Joshua Moore
Somewhere along the confines of the mock aztec village of the South Carolina Governor's School for the Arts of Humanities, I found a knack for being a social advocate and change agent. As a high school student, I was able to mentor a group of elementary school students and tutor and teach kindergartens as part of our school's after-school program, CATS, an acronym for Connecting Arts Through Service. As a senior in high school I was able to present to the South Carolina Education Board of Directors on the Corridors of Shame classroom and the importance of keeping arts within public schools.

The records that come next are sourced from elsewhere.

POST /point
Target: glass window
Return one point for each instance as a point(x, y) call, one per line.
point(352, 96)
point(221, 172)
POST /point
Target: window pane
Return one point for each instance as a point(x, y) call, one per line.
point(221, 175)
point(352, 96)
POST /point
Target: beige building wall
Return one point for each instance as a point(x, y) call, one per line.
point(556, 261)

That beginning at the Governor's School has shaped me for my collegiate experiences. Now, as a rising senior Philosophy Major, Environmental Science minor at Morehouse College, I am a Bonner Community Scholar logging in over 600 hours of volunteer service annually, I am currently a coordinator for the Teen Program at East Atlanta Kids Club. I work with teenagers between the ages of 13-18 as they matriculate through middle and high school and prepare them for lives after they graduate. I am also a fourth year mentor and tutor at Raising Expectations an after-school program for middle school students at Kennedy Middle School in the West End neighborhood of Atlanta. In the past three years I've volunteered time with the Terry Learning tutoring center, M. Agnes Jones Elementary School, Maynard Jackson High School, and the Frederick Douglass Tutorial. This summer I am currently representing Morehouse in the Shephard Alliance Program where I am a summer intern at Camp Interactive.
Throughout college, I've remained an advocate for improving all educational systems and academic performances amongst students. Rather it's by giving tours to my younger brothers as a student ambassador and challenging them as boys to become men, or by offering academic enhancement to increase their performance in school, I take to heart the purpose of my school--to uplift the community. As I enter my last year at Morehouse and prepare for law school, I plan to still make a commitment to educational improvement and being a true change agent along the lines of my Morehouse brother, Martin Luther King Jr. '48.